Chris Umiastowski is the growth investor for Globe Investor's Strategy Lab. Follow his contributions here and view his model portfolio here.

It's December again, and the holiday shopping season is upon us. Whether it's a Saturday at the mall or a quick escape from the office to pick up a few gifts during lunch break, there are two things I notice consistently. First, people love to treat themselves to a coffee while they're out and about. Second, people hate lineups. Starbucks helps people get more of the former while avoiding the latter. I'll reiterate what I said in my first Strategy Lab column on this stock last December: While you're buying Starbucks gift cards for your friend, you might want to consider buying some shares for yourself.

Retailers, especially bricks-and-mortar food and drink retailers, don't usually think of themselves as technology companies. But the mobile Internet is changing things quickly. Mobile apps are everywhere. Great apps can help build a business, but poorly designed apps, or apps that don't integrate well into the operations of a business, can become a source of customer frustration and hurt the bottom line.

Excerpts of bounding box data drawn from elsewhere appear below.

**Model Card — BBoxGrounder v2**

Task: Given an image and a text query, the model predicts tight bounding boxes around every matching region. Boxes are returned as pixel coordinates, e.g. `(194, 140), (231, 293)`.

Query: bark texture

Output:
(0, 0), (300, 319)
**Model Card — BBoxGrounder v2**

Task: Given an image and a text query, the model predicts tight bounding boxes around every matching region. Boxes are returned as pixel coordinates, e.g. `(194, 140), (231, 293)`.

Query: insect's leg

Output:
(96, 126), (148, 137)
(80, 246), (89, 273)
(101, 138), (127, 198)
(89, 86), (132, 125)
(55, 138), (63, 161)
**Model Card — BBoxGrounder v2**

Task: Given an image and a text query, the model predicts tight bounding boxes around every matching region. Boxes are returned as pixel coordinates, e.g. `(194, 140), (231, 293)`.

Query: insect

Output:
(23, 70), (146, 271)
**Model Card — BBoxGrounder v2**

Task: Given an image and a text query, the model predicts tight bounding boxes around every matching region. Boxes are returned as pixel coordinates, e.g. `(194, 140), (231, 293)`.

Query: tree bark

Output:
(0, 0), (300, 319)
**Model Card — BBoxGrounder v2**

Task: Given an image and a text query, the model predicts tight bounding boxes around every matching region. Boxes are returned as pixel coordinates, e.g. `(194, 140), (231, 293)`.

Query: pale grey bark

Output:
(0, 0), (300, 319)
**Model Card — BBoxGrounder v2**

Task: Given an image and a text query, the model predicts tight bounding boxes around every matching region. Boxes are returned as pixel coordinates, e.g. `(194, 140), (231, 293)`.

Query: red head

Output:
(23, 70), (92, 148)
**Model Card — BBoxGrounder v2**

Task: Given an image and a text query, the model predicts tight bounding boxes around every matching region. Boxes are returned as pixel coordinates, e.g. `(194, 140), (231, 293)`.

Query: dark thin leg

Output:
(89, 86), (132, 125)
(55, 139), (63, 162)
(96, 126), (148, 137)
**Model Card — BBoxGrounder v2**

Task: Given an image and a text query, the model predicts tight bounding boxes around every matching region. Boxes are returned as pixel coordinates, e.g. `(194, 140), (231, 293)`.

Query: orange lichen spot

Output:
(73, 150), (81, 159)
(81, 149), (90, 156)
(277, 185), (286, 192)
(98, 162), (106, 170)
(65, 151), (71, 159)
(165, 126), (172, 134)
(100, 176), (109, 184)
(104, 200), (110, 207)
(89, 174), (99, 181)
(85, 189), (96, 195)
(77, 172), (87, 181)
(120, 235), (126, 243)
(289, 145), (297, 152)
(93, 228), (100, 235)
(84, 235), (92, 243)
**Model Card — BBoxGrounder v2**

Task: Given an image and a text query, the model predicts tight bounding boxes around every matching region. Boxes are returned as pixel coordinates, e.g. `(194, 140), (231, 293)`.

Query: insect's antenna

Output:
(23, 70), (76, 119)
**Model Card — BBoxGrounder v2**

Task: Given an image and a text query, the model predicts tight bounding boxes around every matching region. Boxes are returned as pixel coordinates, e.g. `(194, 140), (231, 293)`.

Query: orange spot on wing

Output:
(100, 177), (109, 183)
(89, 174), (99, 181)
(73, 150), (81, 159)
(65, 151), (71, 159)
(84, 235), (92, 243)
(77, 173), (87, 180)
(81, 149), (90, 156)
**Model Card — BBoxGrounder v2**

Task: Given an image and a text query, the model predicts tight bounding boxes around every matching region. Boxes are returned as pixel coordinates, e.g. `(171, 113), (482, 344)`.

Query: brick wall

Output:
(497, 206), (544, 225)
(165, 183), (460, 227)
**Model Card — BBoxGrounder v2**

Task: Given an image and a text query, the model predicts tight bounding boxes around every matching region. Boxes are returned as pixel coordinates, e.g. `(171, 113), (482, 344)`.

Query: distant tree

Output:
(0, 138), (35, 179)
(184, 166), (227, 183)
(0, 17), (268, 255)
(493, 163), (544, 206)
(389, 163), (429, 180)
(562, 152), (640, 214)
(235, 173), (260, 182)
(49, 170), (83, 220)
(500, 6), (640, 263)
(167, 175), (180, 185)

Starbucks is a great example of a retailer that thinks and acts like a technology company. Its widely successful mobile app lets people find stores, reload credit into their account and, most importantly, pay for things straight from their phone. At the end of the most recent quarter Starbucks had 21 per cent of all U.S. transactions happening through its mobile app, up from 16 per cent just nine months earlier. It doesn't take a genius to realize that mobile transactions may represent the majority of all transactions within a few years.

This fall, Starbucks rolled out a new feature of the mobile app called "mobile order and pay." I think it's a big idea with incredible business potential, and Starbucks is the ideal type of business to implement it. After all, Starbucks describes itself as a $20-billion (U.S.) business with an average ticket price of about $5. That's a lot of repeat customers making the small-dollar transactions based on impulse but sometimes avoided by lack of convenience. Eliminate the line and you eliminate a major inconvenience – wasted time. Starbucks customers can now whip out their phone, order and pay in advance through the mobile app. Within minutes, a fresh cup of coffee and perhaps a snack is ready for pickup at the most convenient store for the customer. People report walking in, picking up their coffee and walking out all in a span of 20 to 30 seconds.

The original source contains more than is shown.